The transition to the afterlife or nonbeing was evidently without fear; I wish that for all creatures under our care. Someday, we may enjoy no less for ourselves, provided our culture evolves into one that is more compassionate and more accepting of death and euthanasia.
Dear Dr. Fox:
I am writing to get some advice and help dealing with my cat, Timothy.
Ever since my daughter left for college in August, Timothy has become very aggressive during mealtime. If I put food in his bowl and then try to touch his bowl, he growls and attacks my hand. While he eats, he growls until his food is gone.
He is a good-tempered animal and aggressive only at mealtime. I have tried to make him feel more comfortable by sitting with him in the kitchen while he is eating. I have also tried to feed him by hand, but he just becomes more aggressive.

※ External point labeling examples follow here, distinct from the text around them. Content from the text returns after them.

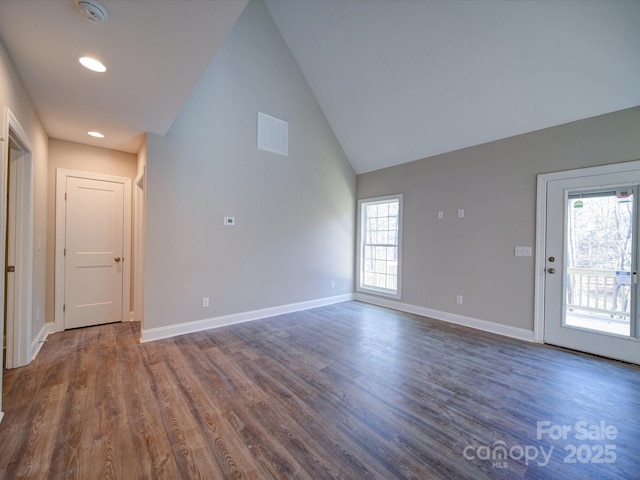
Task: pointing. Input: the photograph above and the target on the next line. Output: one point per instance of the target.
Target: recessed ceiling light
(92, 64)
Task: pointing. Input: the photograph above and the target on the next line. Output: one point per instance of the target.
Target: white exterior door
(95, 247)
(590, 264)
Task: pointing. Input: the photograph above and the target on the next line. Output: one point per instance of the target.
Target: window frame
(360, 286)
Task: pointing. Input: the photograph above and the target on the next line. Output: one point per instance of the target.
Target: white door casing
(93, 224)
(553, 191)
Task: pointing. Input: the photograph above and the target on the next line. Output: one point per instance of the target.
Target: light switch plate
(523, 251)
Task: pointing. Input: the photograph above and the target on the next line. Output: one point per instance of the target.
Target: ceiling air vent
(91, 10)
(273, 134)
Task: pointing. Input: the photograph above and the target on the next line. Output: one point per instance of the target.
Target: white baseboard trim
(151, 334)
(36, 345)
(484, 325)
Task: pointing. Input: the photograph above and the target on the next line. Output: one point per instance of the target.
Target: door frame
(19, 348)
(541, 230)
(61, 221)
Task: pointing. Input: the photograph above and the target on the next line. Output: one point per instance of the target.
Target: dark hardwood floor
(350, 391)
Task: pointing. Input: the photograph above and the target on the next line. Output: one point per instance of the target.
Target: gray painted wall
(14, 96)
(495, 184)
(295, 215)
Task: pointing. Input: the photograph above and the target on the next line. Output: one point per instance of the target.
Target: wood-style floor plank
(349, 391)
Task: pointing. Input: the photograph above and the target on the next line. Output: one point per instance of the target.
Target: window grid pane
(380, 248)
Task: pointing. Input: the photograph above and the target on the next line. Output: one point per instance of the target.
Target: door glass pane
(599, 246)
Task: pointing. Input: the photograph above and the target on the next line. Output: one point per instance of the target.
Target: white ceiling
(403, 80)
(398, 80)
(155, 52)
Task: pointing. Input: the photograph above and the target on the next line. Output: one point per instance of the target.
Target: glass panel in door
(599, 253)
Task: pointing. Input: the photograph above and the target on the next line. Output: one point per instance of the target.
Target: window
(379, 245)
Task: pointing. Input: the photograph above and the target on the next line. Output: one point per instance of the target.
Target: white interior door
(94, 258)
(591, 247)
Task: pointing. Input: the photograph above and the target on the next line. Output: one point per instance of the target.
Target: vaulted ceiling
(398, 80)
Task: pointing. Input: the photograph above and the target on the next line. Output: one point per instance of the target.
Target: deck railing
(599, 291)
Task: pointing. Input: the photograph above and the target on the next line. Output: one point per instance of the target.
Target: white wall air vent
(273, 134)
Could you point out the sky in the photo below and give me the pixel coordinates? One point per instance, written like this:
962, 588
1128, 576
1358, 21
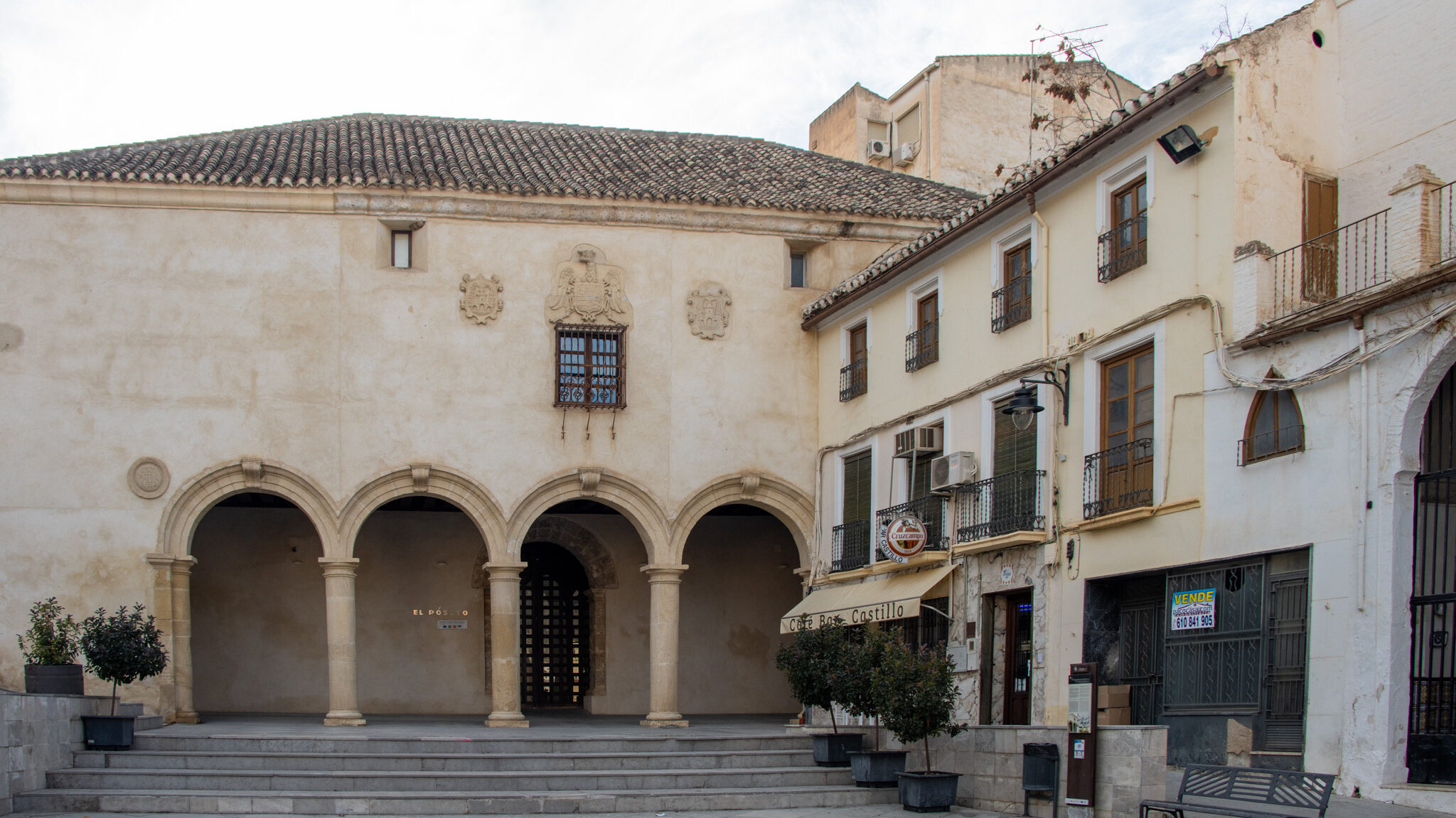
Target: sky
87, 73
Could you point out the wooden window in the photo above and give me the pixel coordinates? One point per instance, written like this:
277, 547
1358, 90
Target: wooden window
1275, 427
1320, 279
590, 367
401, 245
1011, 305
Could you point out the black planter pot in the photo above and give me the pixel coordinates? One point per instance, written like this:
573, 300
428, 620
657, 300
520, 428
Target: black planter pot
877, 768
928, 792
833, 748
54, 679
108, 733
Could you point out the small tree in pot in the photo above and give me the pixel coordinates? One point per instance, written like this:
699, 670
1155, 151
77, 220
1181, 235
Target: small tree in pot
919, 693
50, 650
810, 662
119, 648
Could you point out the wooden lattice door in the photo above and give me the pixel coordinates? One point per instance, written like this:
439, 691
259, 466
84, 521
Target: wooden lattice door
555, 629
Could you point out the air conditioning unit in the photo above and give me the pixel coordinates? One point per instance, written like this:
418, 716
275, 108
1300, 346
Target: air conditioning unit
926, 440
953, 470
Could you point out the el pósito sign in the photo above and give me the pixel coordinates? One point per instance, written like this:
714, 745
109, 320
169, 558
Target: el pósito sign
904, 537
1194, 610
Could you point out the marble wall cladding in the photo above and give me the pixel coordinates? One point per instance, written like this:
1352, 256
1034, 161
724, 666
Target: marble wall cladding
40, 733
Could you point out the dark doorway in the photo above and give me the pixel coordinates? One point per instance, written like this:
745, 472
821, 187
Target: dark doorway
1018, 660
555, 628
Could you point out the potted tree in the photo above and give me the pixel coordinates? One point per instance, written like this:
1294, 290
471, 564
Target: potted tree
919, 704
119, 648
50, 650
808, 662
858, 690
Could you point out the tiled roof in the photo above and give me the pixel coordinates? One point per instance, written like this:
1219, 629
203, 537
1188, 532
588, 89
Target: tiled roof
1018, 179
429, 154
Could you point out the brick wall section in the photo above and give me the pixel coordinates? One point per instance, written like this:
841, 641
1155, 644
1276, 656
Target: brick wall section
40, 733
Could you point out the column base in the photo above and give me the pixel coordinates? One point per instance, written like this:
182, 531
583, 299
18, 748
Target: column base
507, 721
344, 719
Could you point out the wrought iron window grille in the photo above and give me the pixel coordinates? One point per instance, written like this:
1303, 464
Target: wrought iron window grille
1118, 479
590, 367
1123, 248
924, 347
854, 380
999, 505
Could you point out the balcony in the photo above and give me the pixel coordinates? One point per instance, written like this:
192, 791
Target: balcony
999, 505
1340, 262
1118, 479
924, 347
851, 547
1011, 305
854, 380
1121, 248
929, 510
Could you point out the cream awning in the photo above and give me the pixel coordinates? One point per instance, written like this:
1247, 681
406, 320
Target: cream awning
897, 597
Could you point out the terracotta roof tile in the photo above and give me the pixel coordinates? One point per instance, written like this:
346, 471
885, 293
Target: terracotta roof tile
429, 154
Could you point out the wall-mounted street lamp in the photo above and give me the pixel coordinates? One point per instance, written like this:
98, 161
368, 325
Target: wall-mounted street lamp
1022, 405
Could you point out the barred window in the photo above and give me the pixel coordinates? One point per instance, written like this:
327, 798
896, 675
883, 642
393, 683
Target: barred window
590, 367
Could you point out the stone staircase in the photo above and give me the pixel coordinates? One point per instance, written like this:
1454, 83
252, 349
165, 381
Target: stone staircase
422, 776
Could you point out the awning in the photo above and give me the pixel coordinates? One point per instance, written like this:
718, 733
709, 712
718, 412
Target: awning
897, 597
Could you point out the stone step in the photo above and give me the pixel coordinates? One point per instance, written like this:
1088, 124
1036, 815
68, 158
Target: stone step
449, 744
440, 762
398, 804
365, 782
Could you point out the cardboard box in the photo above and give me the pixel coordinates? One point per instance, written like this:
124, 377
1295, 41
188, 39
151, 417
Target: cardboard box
1114, 696
1113, 716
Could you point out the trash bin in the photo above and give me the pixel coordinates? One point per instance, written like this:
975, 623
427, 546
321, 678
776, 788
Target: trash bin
1040, 765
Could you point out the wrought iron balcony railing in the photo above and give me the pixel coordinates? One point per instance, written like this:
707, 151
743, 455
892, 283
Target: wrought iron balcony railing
999, 505
1118, 479
1121, 248
854, 380
929, 510
1340, 262
924, 347
851, 544
1271, 444
1011, 305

After my daughter left for college, Timothy became depressed and had a urinary tract infection. He also had constipation problems.
When my daughter comes home on her breaks, Timothy is fine. He does not growl or have problems with bowel movements. I do have children come over once a month to visit, and I worry about him becoming aggressive toward them.
— L.P., Clinton, Md.
As the caregiver of your daughter’s cat, you deserve better!
My first question to you is: Have you considered the possibility of your daughter finding suitable accommodations where she is going to school so she can keep the cat with her? Clearly, the cat has a strong bond with her.
I know of several cats who have become depressed, disinterested in food or more anxious when their human caregivers have left home for college or a job.
In the interim, give poor Timothy space and solitude while he eats, and put him in a separate room when children come.
Have your daughter mail you a T-shirt (in a plastic bag) that she has slept in for a week or so, and give it to Timothy to snuggle into.